Sierra Club California is holding its statewide Convention at Rancho El Chorro, located in San Luis Obispo County. It does seem appropriate to hold the Convention in an Environmental Study Area, though we all need to do more than merely "study" the environment.

Among other things, I am at the Convention to lead a workshop on "Defending CEQA," the California Environmental Quality Act. CEQA is California's most important environmental protection law, and it is facing a major challenge in the State Legislature, with the Governor having announced himself as a CEQA foe.

Here's my outline: 

Defending CEQA

  • What Is It?
  • How Does It Work?
  • Why We Love CEQA
  •  Why Others Don't
  • Complaints / Responses
  • The Year Ahead
Here''s the bottom line

If we are not willing to insist that our governmental agencies include the public in a thoroughgoing analysis of the possible environmental impacts of proposed governmental actions, and if we aren't willing to require those agencies to do everything possible to eliminate identified impacts (and this is exactly what CEQA requires, and what business and development interests want to avoid), then local communities and the natural environment  are going to suffer injuries that are now being avoided.
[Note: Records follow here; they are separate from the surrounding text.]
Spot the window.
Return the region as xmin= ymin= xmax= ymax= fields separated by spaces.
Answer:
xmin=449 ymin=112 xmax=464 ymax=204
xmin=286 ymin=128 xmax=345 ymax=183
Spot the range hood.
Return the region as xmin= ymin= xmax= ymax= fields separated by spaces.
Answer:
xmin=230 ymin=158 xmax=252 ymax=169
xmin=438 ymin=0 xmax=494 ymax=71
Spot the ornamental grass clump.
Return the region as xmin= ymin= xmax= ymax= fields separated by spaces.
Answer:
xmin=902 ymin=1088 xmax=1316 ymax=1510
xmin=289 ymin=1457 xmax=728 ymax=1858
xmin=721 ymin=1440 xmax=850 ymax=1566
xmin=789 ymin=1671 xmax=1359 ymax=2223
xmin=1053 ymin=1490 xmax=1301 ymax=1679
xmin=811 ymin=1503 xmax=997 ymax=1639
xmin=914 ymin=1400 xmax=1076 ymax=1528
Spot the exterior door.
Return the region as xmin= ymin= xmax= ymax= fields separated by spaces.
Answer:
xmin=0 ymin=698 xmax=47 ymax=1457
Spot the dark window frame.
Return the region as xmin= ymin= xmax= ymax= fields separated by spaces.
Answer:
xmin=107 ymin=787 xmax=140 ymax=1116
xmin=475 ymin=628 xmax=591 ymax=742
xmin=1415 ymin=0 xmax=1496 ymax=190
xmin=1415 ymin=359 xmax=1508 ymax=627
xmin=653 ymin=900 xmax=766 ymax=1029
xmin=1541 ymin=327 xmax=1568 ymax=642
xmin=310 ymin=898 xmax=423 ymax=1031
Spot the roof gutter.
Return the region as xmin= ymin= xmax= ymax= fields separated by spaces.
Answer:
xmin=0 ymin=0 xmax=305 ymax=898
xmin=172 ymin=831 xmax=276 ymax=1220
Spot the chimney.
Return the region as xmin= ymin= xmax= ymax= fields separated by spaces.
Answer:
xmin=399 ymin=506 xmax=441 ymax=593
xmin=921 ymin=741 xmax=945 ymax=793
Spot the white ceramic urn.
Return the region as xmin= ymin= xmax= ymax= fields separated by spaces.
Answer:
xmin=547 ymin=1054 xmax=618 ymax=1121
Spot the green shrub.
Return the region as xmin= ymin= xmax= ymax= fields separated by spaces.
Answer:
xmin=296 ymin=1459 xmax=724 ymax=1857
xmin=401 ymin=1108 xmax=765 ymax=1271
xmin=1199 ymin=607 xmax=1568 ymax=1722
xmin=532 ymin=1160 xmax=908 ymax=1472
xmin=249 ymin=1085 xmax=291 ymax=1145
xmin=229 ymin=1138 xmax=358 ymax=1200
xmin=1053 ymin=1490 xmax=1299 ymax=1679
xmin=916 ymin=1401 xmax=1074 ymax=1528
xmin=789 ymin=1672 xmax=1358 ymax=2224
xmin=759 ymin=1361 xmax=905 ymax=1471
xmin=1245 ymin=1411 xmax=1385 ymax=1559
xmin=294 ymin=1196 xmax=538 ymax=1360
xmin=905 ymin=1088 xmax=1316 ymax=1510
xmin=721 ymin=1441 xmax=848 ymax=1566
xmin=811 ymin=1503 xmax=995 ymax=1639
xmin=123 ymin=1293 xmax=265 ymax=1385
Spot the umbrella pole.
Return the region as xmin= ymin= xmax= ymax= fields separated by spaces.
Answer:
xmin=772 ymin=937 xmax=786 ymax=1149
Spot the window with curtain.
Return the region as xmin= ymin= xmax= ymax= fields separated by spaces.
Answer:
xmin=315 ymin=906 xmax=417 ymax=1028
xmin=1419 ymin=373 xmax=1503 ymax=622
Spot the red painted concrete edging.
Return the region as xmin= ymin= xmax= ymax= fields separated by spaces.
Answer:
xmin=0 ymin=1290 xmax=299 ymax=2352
CEQA is more than just a "process" that takes time and money. It includes a "substantive mandate," which absolutely requires governmental agencies to eliminate the identified negative impacts of their proposed actions, or to reduce those impacts to the greatest extent feasible. The Governor, and lots of members of the California State Legislature, are getting ready to attack this fundamental commitment to environmental protection. 

I am happy that the Sierra Club, and Club activists, will fight back against legislative efforts to turn back history, and abandon our current system of environmental protection. But that won't be enough. We are all going to have to get involved, next year, or we are going to lose the best environmental protection law now on the books, not only in California, but just about anywhere!